Dominant plant species
-
little sagebrush (Artemisia arbuscula ssp. arbuscula), shrub
-
Sandberg bluegrass (Poa secunda), grass
-
bluebunch wheatgrass (Pseudoroegneria spicata), grass
-
Idaho fescue (Festuca idahoensis), grass
Community 1.1
The Reference State 1.0 is a representative of the natural range of variability under pristine conditions. State dynamics are maintained by interactions between climatic patterns and disturbance regimes. Negative feedbacks enhance ecosystem resilience and contribute to the stability of the state. These include the presence of all structural and functional groups, low fine fuel loads, and retention of organic matter and nutrients. Plant community phase changes are primarily driven by fire, periodic drought and/or insect or disease attack. The dominant visual aspect of this site is mixed grass and low sagebrush. Composition by weight is approximately 65-75% grasses, 10-15% forbs and 15-20% shrubs.
Dominant plant species
-
little sagebrush (Artemisia arbuscula), shrub
-
Sandberg bluegrass (Poa secunda), grass
-
bluebunch wheatgrass (Pseudoroegneria spicata), grass
Figure 7. Annual production by plant type (representative values) or group (midpoint values)

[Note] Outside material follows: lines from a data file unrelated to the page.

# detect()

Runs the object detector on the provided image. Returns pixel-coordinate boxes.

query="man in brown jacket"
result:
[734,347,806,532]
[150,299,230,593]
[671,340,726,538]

Table 5. Annual production by plant type
Plant type | Low (kg/hectare) |
Representative value (kg/hectare) |
High (kg/hectare) |
---|---|---|---|
Grass/Grasslike | 101 | 168 | 247 |
Shrub/Vine | 28 | 34 | 56 |
Forb | 11 | 22 | 34 |
Total | 140 | 224 | 337 |
Community 1.2
This community phase is characterized by a post-disturbance, early seral, plant community. Sagebrush and other shrubs are reduced, or patchy. Perennial bunchgrasses and forbs dominate the visual aspect of the plant community. Non-natives are stable to increasing. Disturbance tolerant shrubs such as rabbitbrush and antelope bitterbrush will sprout from the root-crown following low and medium intensity wildfire and may begin to dominate the plant community 2 to 5 years post-disturbance.

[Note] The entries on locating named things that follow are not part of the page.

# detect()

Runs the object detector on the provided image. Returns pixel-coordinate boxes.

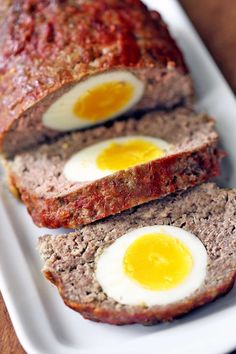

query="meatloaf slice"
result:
[0,0,192,155]
[39,183,236,324]
[8,109,222,228]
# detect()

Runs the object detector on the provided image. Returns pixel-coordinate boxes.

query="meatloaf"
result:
[39,183,236,324]
[0,0,192,155]
[7,109,222,228]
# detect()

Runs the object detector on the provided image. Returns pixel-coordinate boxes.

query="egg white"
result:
[95,225,208,306]
[42,71,144,131]
[63,135,171,182]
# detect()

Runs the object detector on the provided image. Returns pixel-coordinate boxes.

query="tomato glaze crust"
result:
[0,0,192,153]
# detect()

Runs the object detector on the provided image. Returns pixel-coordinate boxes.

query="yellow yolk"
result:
[96,139,165,171]
[74,81,134,122]
[123,233,193,291]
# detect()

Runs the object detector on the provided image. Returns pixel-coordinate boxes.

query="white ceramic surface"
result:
[0,0,236,354]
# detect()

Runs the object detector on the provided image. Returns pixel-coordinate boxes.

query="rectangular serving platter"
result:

Resilience management. Bluegrass is generally unharmed by fire. It produces little litter, and its small bunch size and sparse litter reduces the amount of heat transferred to perennating buds in the soil. Its rapid maturation in the spring also reduces fire damage, since it is dormant when most fires occur. Sandberg bluegrass has been found to increase following fire, likely due to its low stature and productivity (Daubenmire 1975) and may retard reestablishment of deeper rooted bunchgrasses.
Community 1.3
Sagebrush increases or remains stable in the absence of disturbance. Decadent sagebrush dominates the overstory, perennial bunchgrasses and forbs are reduced. Perennial bunchgrasses and forbs are reduced in both vigor and productivity due to competition for light, moisture and nutrient resources.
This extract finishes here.